Antônio Colaço Martins Filho: O homem-massa virtual em tempos de Covid-19

Edição Impressa
Tipo Notícia Por
Antônio Colaço Martins Filho
Chanceler do Centro Universitário Fametro (Unifametro)
 (Foto: Acervo pessoal)
Foto: Acervo pessoal Antônio Colaço Martins Filho Chanceler do Centro Universitário Fametro (Unifametro)

Em 1929, José Ortega y Gasset denunciou a emergência do homem-massa, cuja conduta caracterizou, entre outros aspectos, pela convicção de que é capaz de emitir opiniões sobre todo e qualquer assunto. Hodiernamente, floresce nas redes sociais um rol de comportamentos análogos àqueles descritos pelo escritor espanhol.

A noção de que todos são iguais e especiais - independentemente das capacidades inatas e do esforço pessoal - impele muitas pessoas a concluir que já possuem todos os elementos necessários para forjar ideias sobre todo e qualquer assunto. Assim, convicto de sua autossuficiência intelectual, o homem-massa virtual emite opiniões peremptórias e inegociáveis sobre assuntos que não domina (por exemplo, diagnóstico e tratamento de patologias, políticas públicas de saúde etc).

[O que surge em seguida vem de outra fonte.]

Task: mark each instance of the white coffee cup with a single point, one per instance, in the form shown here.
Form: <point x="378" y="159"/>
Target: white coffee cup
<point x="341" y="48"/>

O "hermetismo intelectual" é potencializado pelas redes sociais, onde opera em modo binário e superficial, ao sabor dos likes e dislikes. Assim, o homem-massa virtual esconjura opiniões que violem o seu credo político; é condescendente com manifestações infundadas, que acolhe e compartilha, desde que se compaginem com suas preconcepções; esquiva-se de questionamentos e se mostra cético em relação a informações que ponham em xeque seus ídolos, em que pesem os sobejos argumentos em sentido contrário. Em suma, rejeita a própria ideia de aprofundar argumentos que divirjam do seu conjunto de crenças.

A bem da verdade, a atitude do homem-massa não é um traço de personalidade que acomete certos indivíduos intelectualmente menos afortunados ou relapsos, mas pode estar presente em nossas atitudes cotidianas virtuais e analógicas. Tendo em vista a mixórdia de informações que nos invadem os écrans e tomam nossa atenção de sequestro, é forçoso reconhecer a inviabilidade de emitir opiniões sensatas, equilibradas e racionais sobre todo e qualquer assunto.

A humildade intelectual recomenda que nos abstenhamos de tecer comentários quando nos falta conhecimento acerca da matéria. Ademais, tendo em vista que nossa atenção é limitada, faz-se necessário restringir a quantidade de informações a que nos expomos. O respeito aos valores próprios e dos outros ganha cada vez mais importância numa época onde as velas da vaidade fremem, ao sabor dos ventos, alimentando as veleidades dos perfis virtuais.